La piccola (s)fortuna




L'aver capito, fin da bambina, che non a tutti può piacere ciò che piace a me, è la mia piccola fortuna.

  Ho sperimentato la tolleranza quando i miei compagni si ostinavano a trascorrere i torridi pomeriggi estivi a sbucciarsi le ginocchia, nei maldestri tentativi di sfrecciare in bicicletta, ed io correvo via, fra le campagne, con il fido zainetto di tela a righe bianche rosse e blu e, dopo aver raccolto un consistente mazzolino di margherite e papaveri, mi sedevo a leggere sul letto in secca di un rigagnolo, pensando a quanto sarebbe stato bello se, improvvisamente, fosse scesa l'acqua dal "vallone".


Già, nell'estate del mio ottavo compleanno, sapevo che non mi sarebbe piaciuto dover chiedere a qualcuno di lasciare i propri interessi per seguire me o adeguarsi ai miei.

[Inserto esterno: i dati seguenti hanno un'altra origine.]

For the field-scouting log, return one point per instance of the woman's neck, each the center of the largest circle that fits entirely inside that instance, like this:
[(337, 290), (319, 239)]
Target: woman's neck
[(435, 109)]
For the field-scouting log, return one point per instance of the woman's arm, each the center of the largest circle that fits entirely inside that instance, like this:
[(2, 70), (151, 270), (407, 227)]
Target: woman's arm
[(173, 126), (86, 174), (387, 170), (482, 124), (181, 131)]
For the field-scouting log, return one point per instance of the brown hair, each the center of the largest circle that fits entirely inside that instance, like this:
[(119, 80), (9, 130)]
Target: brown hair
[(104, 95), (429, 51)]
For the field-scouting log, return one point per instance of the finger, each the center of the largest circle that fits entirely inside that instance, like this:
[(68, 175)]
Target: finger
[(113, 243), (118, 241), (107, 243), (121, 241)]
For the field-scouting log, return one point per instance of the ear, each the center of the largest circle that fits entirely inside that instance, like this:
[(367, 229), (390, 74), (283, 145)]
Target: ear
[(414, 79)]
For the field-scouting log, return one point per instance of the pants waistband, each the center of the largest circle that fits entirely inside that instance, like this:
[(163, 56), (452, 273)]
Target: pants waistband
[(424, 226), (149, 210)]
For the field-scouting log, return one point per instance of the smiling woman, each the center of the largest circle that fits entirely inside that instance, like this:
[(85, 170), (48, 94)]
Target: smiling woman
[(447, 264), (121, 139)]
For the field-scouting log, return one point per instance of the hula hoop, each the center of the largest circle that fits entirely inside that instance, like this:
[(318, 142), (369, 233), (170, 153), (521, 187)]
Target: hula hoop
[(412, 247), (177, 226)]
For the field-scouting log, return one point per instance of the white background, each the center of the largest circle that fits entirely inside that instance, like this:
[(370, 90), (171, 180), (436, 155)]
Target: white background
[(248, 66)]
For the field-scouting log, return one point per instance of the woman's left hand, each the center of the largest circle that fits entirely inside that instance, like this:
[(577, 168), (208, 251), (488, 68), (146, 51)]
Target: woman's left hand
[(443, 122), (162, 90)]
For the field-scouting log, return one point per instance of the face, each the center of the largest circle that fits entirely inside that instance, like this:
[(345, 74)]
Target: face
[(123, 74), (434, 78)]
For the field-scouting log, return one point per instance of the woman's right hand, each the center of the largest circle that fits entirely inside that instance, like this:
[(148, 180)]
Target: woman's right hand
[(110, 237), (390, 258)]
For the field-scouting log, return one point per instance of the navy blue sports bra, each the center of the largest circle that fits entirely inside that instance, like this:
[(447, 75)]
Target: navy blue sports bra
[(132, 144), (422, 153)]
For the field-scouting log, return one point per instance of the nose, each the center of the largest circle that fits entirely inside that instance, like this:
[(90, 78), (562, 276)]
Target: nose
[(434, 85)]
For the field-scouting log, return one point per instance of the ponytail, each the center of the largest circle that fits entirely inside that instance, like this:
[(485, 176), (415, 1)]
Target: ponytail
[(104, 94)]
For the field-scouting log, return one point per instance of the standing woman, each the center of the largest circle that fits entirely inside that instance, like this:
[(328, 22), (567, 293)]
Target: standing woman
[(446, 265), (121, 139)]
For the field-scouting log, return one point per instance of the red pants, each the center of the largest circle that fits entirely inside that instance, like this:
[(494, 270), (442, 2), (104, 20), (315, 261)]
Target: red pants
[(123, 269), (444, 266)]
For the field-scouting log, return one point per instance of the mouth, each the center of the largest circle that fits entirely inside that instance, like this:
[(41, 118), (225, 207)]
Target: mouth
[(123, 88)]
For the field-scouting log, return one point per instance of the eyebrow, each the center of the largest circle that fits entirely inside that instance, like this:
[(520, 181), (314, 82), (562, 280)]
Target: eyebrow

  Per ottenere la totale libertà che arbitrariamente elargisco a tutti coloro che si accostano a me non occorre nulla.
  Da sempre e senza emettere sentenze o giudizi di sorta, mi piace condurre una vita che sia autenticamente mia, che sia simbolo del mio stile di vita, che mi rappresenti, senza coinvolgere chi, oggettivamente, ha preferenze diverse dalle mie.
   Non è semplice, ma la ricerca di uno stile flessibile e, al tempo stesso, coerente mi aiuta molto nell'ardua impresa.

  Di tolleranza perisco, quando, invece, esercito un'auto-moderazione nei rapporti con coloro che vogliono -per loro stessa, libera, ammissione- far parte della mia vita.
   Cercando di non piegare nessuno al mio volere, la mia schiena finisce per spezzarsi sotto il peso dell'ingordigia e dell'assoluta mancanza di rispetto "da parte di chi dovrebbe rispettarti davvero, perché asserisce di conoscerti e di amarti per ciò che sei".

   Dovessi chiedere ai miei amici, ad alcuni componenti della mia famiglia o ai ragazzi e agli uomini che si sono succeduti negli anni, quasi nessuno saprebbe rispondere a delle semplici domande riguardo le mie preferenze, le mie passioni, e questo ha causato non pochi momenti di imbarazzo ed interminabili alterchi, che gli annali annoverano fra i momenti più bui dell'esistenza.

    Scioccamente e caparbiamente, nonostante TUTTE le mie esperienze mi abbiano smentito, credo, fortemente, che sia normale rendere la vita di chi ti sta accanto un piccolo angolo di paradiso. Credo sia normale interessarsi attivamente degli altri, conoscerne i bisogni e gli interessi, realizzarne i desideri o non deluderne le aspettative.

   Mi disgusta sapere che esiste ancora una categoria di persone che pensa di approfittarsi della disponibilità altrui.  Bisogna avere il coraggio di affermare con la propria vita che

 l'Egoismo è un sentimento umiliante per l'intero genere umano;

che i favori sono fatti anche per essere ricambiati e non solo per essere pretesi; che la riconoscenza è un evergreen; che "tutto intorno a te" è lo slogan, mal riuscito, dei perdenti; che le parole "per favore" e "grazie" non le ha inventate il Papa, e quindi possono essere utilizzate da tutti, anche da atei, agnostici e diverse confessioni, perché l'educazione è alla portata di qualsiasi credo, colore ed estrazione sociale.


   Negli ultimi anni, nell'esercizio della mia piccola fortuna, nell'operare la tolleranza, ho maturato un semplice desiderio di smisurata ricchezza. 
    E' un sogno ricorrente ed incantevole: qualcuno che, senza pretendere nulla da me, si prenda la responsabilità di farmi felice.